10. Risks and Liability
It is risky being a Notary. 15% of our long term full-time Notaries have been to court at least once generally as a witness. A few Notaries even get sued or end up in legal trouble that can cost them big bucks. It behooves you to keep good records and follow Notary law to a T. Understanding Notary law is not enough. You need to know how to explain to clients what you can and cannot do as well as explain to a judge why you did what you did in a particular situation. One lady turned down a Notarization on correct grounds, got sued and lost because she could not communicate clearly to the judge what her reason was for declining the notarization. You also need to have direct communication with all signers and make sure people are aware of what they are signing, particularly if they are elderly. The Notary does not need to understand the documents, but the signers do, otherwise you might end up in court.
11. Your Attitude
Most Notaries have the attitude that they already know it all and there is nothing more that they need to know. Those who are NNA certified think of themselves as blessings to the industry. The fact is that those who have passed NNA’s test typically get very poor grades on our test. There is always more to learn in this business. It is best to stay open, assume that you do not know everything, and accept criticism from those in hiring capacities or those who run Notary agencies (like me.) You will be more popular with all parties involved if you are open to suggestion and take guidance from those who are a lot more experienced and knowledgeable than you are.

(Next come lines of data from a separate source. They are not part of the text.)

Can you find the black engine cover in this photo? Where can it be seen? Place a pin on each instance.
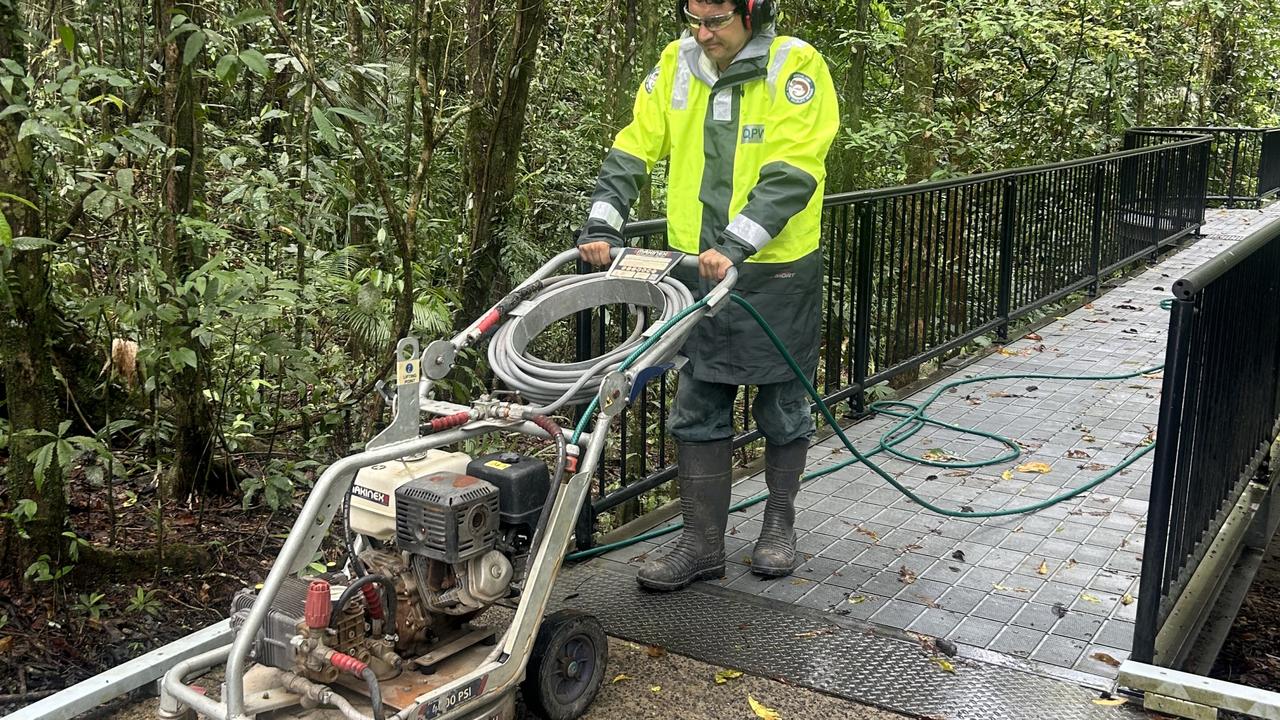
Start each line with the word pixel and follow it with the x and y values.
pixel 521 481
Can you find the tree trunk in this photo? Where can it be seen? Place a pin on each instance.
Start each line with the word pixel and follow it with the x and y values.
pixel 499 94
pixel 913 282
pixel 26 328
pixel 193 418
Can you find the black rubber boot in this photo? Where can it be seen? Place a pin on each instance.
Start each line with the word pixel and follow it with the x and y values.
pixel 775 552
pixel 705 475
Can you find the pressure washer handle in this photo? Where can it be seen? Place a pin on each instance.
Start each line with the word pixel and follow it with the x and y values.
pixel 717 295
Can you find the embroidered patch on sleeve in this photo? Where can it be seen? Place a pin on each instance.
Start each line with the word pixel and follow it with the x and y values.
pixel 650 81
pixel 799 89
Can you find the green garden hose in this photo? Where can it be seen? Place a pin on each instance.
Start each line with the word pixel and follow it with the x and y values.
pixel 912 420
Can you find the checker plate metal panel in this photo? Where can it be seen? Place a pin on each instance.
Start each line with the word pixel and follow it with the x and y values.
pixel 736 630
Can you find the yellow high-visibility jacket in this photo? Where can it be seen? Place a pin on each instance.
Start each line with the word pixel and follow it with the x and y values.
pixel 746 176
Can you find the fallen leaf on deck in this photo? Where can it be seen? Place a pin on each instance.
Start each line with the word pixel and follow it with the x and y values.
pixel 1033 468
pixel 1105 657
pixel 726 675
pixel 762 710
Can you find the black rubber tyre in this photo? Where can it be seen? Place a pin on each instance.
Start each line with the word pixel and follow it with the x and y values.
pixel 566 666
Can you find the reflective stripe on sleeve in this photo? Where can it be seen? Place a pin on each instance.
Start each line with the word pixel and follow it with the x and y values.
pixel 780 58
pixel 602 210
pixel 750 231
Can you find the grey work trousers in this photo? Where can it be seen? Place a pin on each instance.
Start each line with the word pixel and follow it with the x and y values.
pixel 704 410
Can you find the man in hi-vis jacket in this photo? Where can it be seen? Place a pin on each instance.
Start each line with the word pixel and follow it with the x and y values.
pixel 746 118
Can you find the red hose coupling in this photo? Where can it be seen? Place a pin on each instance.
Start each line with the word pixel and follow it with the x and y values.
pixel 373 601
pixel 488 320
pixel 347 664
pixel 318 605
pixel 451 420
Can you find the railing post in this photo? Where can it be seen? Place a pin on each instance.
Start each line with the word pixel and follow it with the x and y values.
pixel 1159 201
pixel 1235 164
pixel 1155 547
pixel 1096 229
pixel 863 304
pixel 1008 218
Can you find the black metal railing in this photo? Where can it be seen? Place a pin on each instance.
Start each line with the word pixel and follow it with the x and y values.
pixel 1219 414
pixel 1244 163
pixel 918 272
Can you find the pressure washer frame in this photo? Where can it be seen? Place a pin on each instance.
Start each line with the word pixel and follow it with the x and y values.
pixel 499 674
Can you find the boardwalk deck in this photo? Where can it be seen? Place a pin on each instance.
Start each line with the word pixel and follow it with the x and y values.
pixel 1046 595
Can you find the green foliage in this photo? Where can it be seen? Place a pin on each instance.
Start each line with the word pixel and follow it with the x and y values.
pixel 145 601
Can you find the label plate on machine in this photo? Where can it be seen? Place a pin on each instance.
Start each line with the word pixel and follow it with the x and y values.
pixel 644 265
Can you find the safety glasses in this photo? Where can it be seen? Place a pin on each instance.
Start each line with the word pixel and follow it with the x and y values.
pixel 712 23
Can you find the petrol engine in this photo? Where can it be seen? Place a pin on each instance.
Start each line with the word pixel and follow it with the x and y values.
pixel 435 540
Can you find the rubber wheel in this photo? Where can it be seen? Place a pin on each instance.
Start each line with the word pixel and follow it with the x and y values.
pixel 566 666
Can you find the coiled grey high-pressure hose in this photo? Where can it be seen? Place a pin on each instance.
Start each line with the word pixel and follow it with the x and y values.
pixel 554 384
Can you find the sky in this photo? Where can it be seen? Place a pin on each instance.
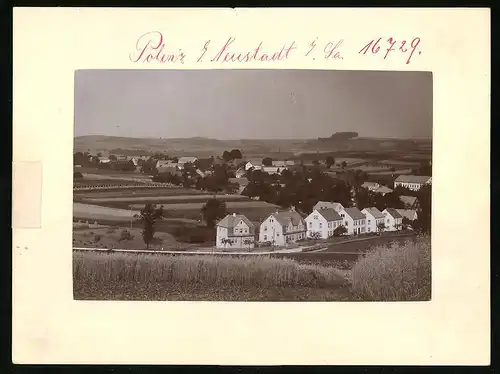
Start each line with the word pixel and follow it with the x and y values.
pixel 252 104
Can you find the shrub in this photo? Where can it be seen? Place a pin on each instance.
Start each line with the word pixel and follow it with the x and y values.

12. Advertising on 123notary.
Companies that pay well love 123notary. However, they typically only hire from the top of the list. If you are not in the top three or top five, you will probably only hear from companies that don’t pay that well. Top spots are not always available, so what should you do? Get the best spot you can, and then try to pass our certification, write a good notes section, and keep getting reviews. That way if a better spot opens up, I will be likely to give it to you rather than someone else. I give open spots to the most qualified member downline, so while you are waiting, try to work on your merit, so that you get the promotion!
13. Marketing Plan
Do you have a marketing plan? Many Notaries just wing it. That is not advisable. We suggest having a definitive, well thought out written plan. You can discuss that plan with others too for suggestions.
14. 123notary is here to help.
Smart Notaries come to us with questions, or ask for help with their notes section. We are here as a resource and much of our help is completely free. Dumb Notaries complain that we scrutinize them to maintain our standards, but smart Notaries take advantage of our free assistance. In the long run, which type of Notary do you think gets ahead?
15. Researching Signing Companies
Not all signing companies are good bets to work for. Read about them in the various forums to get more info. Additionally, Notary Rotary has something called Signing Central where you can look up ratings for the various signing companies. 123notary has a list of signing companies with reviews.
Good luck, and I hope you enjoy this short course.